The Reporting Person, as the sole trustee of the RYG 2011 GRAT, has the right to receive or the power to direct the receipt of dividends from, or the proceeds from the sale of, the 651,018 shares of Class B Common Stock held by the RYG 2011 GRAT. Certain other beneficiaries of the RYG 2011 GRAT, are entitled to certain distributions of the RYG 2011 GRATs property, which may include the Class B Common Stock owned by the RYG 2011 GRAT or dividends therefrom or the proceeds of the sale thereof.
The Reporting Person, as the sole trustee of the MSG 2011 GRAT, has the right to receive or the power to direct the receipt of dividends from, or the proceeds from the sale of, the 651,018 shares of Class B Common Stock held by the MSG 2011 GRAT. Certain other beneficiaries of the MSG 2011 GRAT, are entitled to certain distributions of the MSG 2011 GRATs property, which may include the Class B Common Stock owned by the MSG 2011 GRAT or dividends therefrom or the proceeds of the sale thereof.
The Reporting Person, as the sole trustee of the RYG 2012 GRAT, has the right to receive or the power to direct the receipt of dividends from, or the proceeds from the sale of, the 1,000,000 shares of Class B Common Stock held by the RYG 2012 GRAT. Certain other beneficiaries of the RYG 2012 GRAT, are entitled to certain distributions of the RYG 2012 GRATs property, which may include the Class B Common Stock owned by the RYG 2012 GRAT or dividends therefrom or the proceeds of the sale thereof.

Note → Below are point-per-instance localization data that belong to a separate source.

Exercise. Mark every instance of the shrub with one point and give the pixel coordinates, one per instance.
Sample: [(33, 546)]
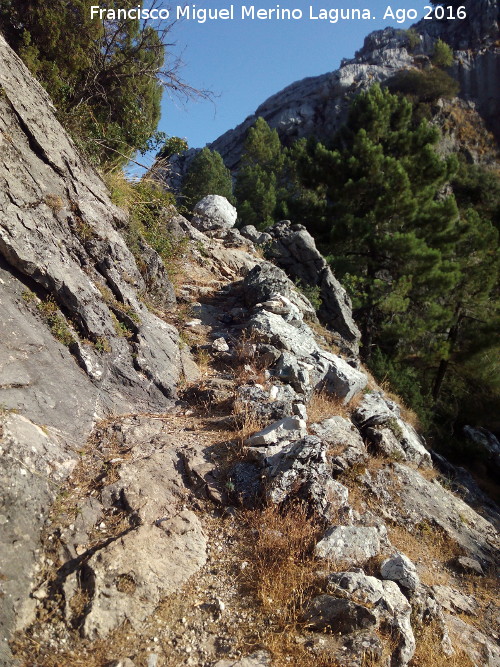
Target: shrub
[(426, 86)]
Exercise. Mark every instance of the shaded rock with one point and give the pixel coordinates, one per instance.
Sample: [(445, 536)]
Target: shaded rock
[(387, 604), (245, 478), (213, 213), (263, 282), (273, 329), (397, 438), (469, 565), (301, 470), (386, 442), (399, 568), (407, 498), (338, 615), (340, 379), (157, 353), (341, 434), (463, 484), (487, 441), (58, 234), (351, 545), (34, 465), (32, 363)]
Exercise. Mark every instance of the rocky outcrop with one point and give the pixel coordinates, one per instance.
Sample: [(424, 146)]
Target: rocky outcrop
[(59, 238), (119, 522), (77, 342), (294, 250), (318, 105)]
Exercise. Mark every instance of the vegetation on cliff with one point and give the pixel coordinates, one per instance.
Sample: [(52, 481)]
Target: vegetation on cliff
[(105, 77), (413, 236)]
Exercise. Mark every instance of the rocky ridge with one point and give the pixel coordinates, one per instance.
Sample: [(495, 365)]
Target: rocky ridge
[(147, 449), (317, 106)]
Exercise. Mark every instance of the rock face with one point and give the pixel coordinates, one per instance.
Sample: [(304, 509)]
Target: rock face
[(214, 214), (318, 105), (76, 342), (58, 238), (294, 250)]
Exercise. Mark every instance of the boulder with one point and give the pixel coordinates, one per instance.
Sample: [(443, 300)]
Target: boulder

The Reporting Person, as the sole trustee of the MSG 2012 GRAT, has the right to receive or the power to direct the receipt of dividends from, or the proceeds from the sale of, the 1,000,000 shares of Class B Common Stock held by the MSG 2012 GRAT. Certain other beneficiaries of the MSG 2012 GRAT, are entitled to certain distributions of the MSG 2012 GRATs property, which may include the Class B Common Stock owned by the MSG 2012 GRAT or dividends therefrom or the proceeds of the sale thereof.
(e) Not applicable.
Item 6. Contracts, Arrangements, Understandings or Relationships with Respect to Securities of the Issuer
Not applicable.
Item 7. Material to be Filed as Exhibits
Not applicable.
CUSIP No. | 830566 10 5 | 13D | Page | 5 | of | 5 | Pages |
SIGNATURE
After reasonable inquiry and to the best of the undersigneds knowledge and belief, the undersigned certifies as to itself that the information set forth in this statement is true, complete and correct.
Dated: August 20, 2012
/s/ Gil Schwartzberg
Gil Schwartzberg
ATTENTION: Intentional misstatements or omissions of fact constitute
Federal criminal violations (see 18 U.S.C. 1001).